The world and Canada experienced 20 straight years of growth and prosperity. One of the biggest bullruns in history. Since the end of the early 90s recession everywhere (almost everywhere) in the country went on a building boom tear and job growth.

Hamilton located in the middle of a sea of prosperity during those 20 years went into hibernation. I would even argue that we declined. The downtown, retail, office vacancy everything got worse.

Let's go back 20 years ago.

I worked in Jackson square in early 90s and remember all the stores were full. I can ever remember the Eaton Centre fully occupied right to the third floor. My friend worked at the Foot Locker or Collegiate (sports store on the third floor). The Eaton Center had first class retail, the type of stores you see in Lime Ridge now. The retail along King was of better quality, there was still a department store downtown, not a payday advance loans every 3rd store. The Effort Trust Mall was worth going to. The Right House had fur coats and expensive jewellery stores.

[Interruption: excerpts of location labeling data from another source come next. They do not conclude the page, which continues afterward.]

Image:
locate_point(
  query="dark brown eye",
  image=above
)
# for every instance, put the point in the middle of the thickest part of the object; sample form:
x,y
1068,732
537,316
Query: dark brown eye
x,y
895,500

Transit use was three times higher then it is now. There were expensive & fine dining restaurants, La Costa, La Boca, Shakespeare's, Martins Steak House, The Aquarium, Trocadero, one on York by the Family Fitness, the restaurant in the what is now Jackson's food court. Eaton Center had a nice one on the third floor, more cocktail lounge. Sheraton's cocktail lounge. You could barely get a table at Sheraton's Sunday Brunch. How many fine dining places are there now? Sports bars and Pubs.

The Connaught was thriving and hosting big functions in the ballrooms. The Connaught retail mall was full. The Sheraton was hosing weddings and conventions. The convention centre was actually hosting conventions. I think even the Lister had tenants then, the Tivoli was a Famous Players, there were lots of clubs a vibrant nite life. Tier 1 concerts at Copps, Guns n Roses, Metallica etc during their peak were playing Copps.

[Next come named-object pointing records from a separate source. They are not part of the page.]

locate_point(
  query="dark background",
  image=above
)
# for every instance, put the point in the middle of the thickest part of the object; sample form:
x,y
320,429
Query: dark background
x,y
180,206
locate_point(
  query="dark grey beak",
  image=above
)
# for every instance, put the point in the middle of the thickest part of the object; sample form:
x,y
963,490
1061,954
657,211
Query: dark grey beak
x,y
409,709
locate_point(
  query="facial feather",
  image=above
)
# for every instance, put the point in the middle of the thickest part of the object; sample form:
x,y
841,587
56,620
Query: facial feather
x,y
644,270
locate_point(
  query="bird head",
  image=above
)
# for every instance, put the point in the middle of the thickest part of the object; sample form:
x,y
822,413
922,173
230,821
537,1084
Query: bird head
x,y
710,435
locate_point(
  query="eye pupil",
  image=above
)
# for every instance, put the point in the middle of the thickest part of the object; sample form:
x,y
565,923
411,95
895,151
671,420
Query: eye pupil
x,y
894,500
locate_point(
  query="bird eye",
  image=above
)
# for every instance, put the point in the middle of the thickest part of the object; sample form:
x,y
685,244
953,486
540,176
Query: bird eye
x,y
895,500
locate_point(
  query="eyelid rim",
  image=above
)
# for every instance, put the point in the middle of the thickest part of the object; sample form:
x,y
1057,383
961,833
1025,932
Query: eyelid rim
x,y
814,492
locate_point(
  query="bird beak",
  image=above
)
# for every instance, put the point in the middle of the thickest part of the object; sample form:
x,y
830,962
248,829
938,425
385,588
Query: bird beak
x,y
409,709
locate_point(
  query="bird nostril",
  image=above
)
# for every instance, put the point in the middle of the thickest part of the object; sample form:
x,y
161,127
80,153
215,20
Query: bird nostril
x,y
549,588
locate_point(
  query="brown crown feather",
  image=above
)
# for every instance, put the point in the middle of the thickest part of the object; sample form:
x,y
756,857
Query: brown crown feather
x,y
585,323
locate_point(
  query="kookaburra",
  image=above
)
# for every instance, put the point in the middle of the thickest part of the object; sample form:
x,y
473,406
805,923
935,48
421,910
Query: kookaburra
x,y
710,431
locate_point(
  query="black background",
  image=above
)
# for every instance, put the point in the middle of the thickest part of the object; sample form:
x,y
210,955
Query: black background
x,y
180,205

There was no less then 5 good size advertising agencies, with clients like Jaguar, Smirnoff, Dofasco, Firestone, IBM, Westinghouse. There were big accounting firms, investment banks, insurance companies. Stelco Tower was near full occupancy.

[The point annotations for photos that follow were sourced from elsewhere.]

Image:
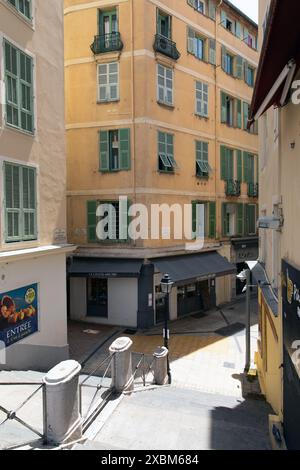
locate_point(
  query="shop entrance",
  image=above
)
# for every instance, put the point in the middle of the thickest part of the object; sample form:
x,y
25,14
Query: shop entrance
x,y
193,298
97,298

Recent progress is the Art Crawl. The only think built with any significance was the New Federal Bldg (which sucks). And I think the second phase of CIBC towers in 1991. The TH&B station reno. Spallaci, and I struggle to find much other good news. McMaster has improved.

Is Hamilton dead? Yes, or else you could say it's on life support.

Why should we not expect the next economic bull run (starting somewhere in 2010) to evade Hamilton again?
That's what happens when a city loses like 50,000 jobs.